Colossus was designed by General Post Office research telephone engineer Tommy Flowers to solve a problem posed by mathematician Max Newman at the Government Code and Cypher School at Bletchley Park. Alan Turing's use of probability in cryptanalysis contributed to its design. It has sometimes been erroneously stated that Turing designed Colossus to aid the cryptanalysis of the Enigma. Turing's machine that helped decode Enigma was the electromechanical Bombe, not Colossus.
The prototype, Colossus Mark 1, was shown to be working in December 1943 and was in use at Bletchley Park by early 1944. An improved Colossus Mark 2 that used shift registers to quintuple the processing speed, first worked on 1 June 1944, just in time for the Normandy landings on D-Day.
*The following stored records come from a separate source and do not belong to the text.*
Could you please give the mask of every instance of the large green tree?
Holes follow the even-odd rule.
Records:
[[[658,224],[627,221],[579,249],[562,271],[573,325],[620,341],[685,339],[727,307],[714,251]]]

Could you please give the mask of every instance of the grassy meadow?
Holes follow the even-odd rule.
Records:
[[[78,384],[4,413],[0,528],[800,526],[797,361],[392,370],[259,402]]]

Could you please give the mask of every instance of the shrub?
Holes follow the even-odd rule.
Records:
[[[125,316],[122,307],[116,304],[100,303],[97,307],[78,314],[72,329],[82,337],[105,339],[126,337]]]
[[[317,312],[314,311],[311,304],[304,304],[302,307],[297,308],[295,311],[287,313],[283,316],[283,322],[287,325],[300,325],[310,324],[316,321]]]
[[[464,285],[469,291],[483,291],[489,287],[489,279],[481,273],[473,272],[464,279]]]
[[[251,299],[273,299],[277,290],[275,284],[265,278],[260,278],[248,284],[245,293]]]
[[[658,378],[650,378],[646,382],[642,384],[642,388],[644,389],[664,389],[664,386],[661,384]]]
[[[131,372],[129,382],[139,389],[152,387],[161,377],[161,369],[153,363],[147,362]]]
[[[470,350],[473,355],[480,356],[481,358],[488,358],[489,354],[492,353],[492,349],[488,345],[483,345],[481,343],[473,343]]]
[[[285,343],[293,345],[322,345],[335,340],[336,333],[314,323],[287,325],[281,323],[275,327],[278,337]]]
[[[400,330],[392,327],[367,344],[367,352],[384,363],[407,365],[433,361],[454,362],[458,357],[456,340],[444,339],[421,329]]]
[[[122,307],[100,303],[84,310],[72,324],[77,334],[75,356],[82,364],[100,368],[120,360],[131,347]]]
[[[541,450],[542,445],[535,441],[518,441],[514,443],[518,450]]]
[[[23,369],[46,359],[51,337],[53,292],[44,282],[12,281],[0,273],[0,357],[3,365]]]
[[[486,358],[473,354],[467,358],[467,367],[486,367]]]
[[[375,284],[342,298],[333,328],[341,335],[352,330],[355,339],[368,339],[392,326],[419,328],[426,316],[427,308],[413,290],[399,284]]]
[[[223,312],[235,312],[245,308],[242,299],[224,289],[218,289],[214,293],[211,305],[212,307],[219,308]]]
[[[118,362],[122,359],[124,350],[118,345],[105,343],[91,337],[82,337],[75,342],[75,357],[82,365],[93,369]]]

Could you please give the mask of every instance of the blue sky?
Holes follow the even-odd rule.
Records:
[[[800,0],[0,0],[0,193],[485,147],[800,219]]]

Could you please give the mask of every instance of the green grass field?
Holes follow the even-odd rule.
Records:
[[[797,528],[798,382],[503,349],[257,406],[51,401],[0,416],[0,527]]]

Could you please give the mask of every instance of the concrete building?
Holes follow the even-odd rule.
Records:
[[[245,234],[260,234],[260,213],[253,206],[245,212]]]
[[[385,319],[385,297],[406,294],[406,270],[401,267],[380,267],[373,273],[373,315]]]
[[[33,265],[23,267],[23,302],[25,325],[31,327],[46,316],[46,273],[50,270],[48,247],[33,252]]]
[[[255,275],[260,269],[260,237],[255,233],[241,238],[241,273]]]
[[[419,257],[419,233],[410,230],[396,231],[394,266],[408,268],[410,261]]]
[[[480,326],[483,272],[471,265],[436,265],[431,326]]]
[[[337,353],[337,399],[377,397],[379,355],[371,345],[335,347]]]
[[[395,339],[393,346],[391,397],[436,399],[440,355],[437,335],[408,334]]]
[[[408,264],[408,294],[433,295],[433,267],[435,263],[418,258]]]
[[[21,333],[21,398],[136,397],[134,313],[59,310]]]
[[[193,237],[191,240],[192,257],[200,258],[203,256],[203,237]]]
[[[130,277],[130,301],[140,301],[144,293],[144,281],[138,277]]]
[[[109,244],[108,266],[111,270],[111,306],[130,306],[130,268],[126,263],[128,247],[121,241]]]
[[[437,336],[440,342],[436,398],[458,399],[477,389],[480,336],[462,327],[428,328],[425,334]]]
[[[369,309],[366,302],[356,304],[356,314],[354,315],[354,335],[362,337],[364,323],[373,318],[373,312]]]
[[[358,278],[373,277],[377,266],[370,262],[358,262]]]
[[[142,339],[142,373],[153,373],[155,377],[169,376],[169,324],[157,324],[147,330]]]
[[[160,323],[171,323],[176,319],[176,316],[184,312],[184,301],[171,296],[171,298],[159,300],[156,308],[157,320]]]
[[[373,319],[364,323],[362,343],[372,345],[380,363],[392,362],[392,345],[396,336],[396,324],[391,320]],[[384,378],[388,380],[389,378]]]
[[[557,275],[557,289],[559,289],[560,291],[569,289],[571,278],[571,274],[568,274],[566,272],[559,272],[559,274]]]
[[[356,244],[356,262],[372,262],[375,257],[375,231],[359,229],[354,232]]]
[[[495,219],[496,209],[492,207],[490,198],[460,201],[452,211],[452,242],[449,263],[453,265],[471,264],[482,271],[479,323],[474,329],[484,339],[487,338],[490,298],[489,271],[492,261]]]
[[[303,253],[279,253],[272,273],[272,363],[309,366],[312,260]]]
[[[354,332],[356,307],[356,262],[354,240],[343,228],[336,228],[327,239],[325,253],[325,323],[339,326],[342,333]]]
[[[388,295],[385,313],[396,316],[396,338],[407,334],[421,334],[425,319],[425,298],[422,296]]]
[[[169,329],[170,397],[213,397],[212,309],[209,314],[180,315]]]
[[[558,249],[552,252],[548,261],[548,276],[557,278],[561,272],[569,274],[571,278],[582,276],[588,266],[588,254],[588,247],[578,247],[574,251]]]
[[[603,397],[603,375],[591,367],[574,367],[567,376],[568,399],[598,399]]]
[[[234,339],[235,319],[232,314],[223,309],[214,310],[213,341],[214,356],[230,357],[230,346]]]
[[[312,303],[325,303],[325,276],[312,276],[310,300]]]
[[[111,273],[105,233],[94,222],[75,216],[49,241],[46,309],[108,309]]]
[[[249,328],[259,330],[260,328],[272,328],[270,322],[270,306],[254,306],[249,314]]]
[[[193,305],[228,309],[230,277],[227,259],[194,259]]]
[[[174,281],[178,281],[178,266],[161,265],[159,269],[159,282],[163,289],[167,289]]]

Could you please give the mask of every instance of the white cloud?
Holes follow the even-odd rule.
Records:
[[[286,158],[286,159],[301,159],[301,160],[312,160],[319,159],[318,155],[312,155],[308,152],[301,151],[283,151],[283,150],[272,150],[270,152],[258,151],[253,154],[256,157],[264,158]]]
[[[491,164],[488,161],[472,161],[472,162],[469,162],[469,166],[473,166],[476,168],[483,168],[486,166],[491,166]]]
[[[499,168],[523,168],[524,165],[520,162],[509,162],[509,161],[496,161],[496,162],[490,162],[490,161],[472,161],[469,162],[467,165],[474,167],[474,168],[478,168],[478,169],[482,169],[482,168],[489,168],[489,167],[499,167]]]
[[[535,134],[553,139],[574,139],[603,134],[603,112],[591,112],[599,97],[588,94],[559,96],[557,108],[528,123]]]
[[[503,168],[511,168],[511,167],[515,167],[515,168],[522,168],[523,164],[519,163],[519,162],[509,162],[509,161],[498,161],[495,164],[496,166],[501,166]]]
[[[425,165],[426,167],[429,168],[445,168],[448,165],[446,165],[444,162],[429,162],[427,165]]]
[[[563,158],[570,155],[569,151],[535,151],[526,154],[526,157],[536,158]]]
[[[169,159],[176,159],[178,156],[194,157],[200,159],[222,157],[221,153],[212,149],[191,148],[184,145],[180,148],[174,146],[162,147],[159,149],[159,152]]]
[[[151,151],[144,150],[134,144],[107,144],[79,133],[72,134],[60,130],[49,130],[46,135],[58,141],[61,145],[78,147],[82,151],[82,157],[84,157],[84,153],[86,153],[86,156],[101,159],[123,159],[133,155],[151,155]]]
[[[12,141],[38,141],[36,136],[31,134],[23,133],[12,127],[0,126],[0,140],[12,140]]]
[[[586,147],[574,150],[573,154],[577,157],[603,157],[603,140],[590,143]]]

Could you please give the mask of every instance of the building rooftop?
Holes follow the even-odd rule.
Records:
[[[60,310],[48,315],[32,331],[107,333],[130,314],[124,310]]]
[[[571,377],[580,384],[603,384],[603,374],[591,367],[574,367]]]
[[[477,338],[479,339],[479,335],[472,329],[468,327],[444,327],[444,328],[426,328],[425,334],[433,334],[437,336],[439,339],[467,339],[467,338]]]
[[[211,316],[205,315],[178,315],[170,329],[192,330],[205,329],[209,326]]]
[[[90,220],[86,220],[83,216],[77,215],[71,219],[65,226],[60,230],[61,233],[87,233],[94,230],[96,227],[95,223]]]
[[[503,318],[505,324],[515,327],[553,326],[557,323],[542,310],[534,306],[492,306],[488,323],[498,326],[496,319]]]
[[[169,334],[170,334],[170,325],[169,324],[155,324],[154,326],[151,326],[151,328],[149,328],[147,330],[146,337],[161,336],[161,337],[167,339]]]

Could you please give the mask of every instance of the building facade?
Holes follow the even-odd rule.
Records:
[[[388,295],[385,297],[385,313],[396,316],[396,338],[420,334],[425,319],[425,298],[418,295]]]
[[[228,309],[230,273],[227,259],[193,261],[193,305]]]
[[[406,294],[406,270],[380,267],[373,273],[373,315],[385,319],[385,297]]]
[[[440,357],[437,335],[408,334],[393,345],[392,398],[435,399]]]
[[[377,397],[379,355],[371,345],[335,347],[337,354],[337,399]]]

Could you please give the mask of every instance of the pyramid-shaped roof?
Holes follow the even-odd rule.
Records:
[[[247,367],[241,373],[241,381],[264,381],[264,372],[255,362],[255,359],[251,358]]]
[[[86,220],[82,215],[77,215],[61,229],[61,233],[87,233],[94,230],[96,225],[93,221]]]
Ten Colossi were in use by the end of the war and an eleventh was being commissioned. Bletchley Park's use of these machines allowed the Allies to obtain a vast amount of high-level military intelligence from intercepted radiotelegraphy messages between the German High Command and their army commands throughout occupied Europe.
The existence of the Colossus machines was kept secret until the mid-1970s; the machines and the plans for building them had previously been destroyed in the 1960s as part of the effort to maintain the secrecy of the project. This deprived most of those involved with Colossus of the credit for pioneering electronic digital computing during their lifetimes. A functioning rebuild of a Mark 2 Colossus was completed in 2008 by Tony Sale and some volunteers; it is on display at The National Museum of Computing at Bletchley Park.

Purpose and origins

The Colossus computers were used to help decipher intercepted radio teleprinter messages that had been encrypted using an unknown device. Intelligence information revealed that the Germans called the wireless teleprinter transmission systems "Sägefisch". This led the British to call encrypted German teleprinter traffic "Fish", and the unknown machine and its intercepted messages "Tunny".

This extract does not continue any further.